Penghargaan dan kehormatan
- Hadiah dari Fakultas Filsafat Universitas Göttingen, atas studinya tentang stabilitas kabel dan pita elastis.
- Pada tahun 1948, ia menerima Medali Max Planck atas kontribusinya yang luar biasa dalam fisika teoretis.
- Pada tahun 1950, Royal Society menganugerahinya Medali Hughes atas kontribusinya pada fisika teoretis secara umum dan kontribusinya pada mekanika kuantum.
- Untuk menghormati Max Born, kawah bulan Born dinamai menurut namanya. Demikian pula, asteroid (13954) menerima namanya.
- Dia ditunjuk sebagai Warga Kehormatan Göttingen dan pada tahun 1954 dia menerima Hadiah Nobel dalam Fisika.

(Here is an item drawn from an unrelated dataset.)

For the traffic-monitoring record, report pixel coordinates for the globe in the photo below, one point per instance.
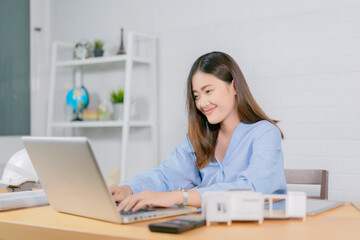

- Pada tahun 1959 ia dianugerahi Grand Cross of Merit dan Star of the Order of Merit oleh Presiden Republik Federal Jerman.
Lihat
- Sergio Barbero (2018). Max Born, pria yang membuat Tuhan bermain dadu. Diperoleh pada 15 November 2019 dari: researchgate.net
- Vázquez AB (2015) Saya yakin bahwa Fisika Teoretis sebenarnya adalah filsafat (Max Born). Diperoleh pada 16 November dari: rua.ua.es
- Max Born (1954). Interpretasi statistik mesin kuantum. Diperoleh pada 16 November 2019 dari: nobelprize.org
- Silvan Schweber (sf) Max Born; Fisikawan Jerman. Encyclopedia Britannica. Diperoleh pada 15 November 2019 dari: britannica.com
- Fakta Max Born (sf). Hadiah Nobel dan Pemenang. Diperoleh pada 27 November 2019 dari: nobelprize.org
- Max Born (sf) Biografi atau kontribusinya pada fisika teoretis pada umumnya dan pada pengembangan mekanika kuantum pada khususnya. Diperoleh pada 28 November 2019 dari: nobelprize.org.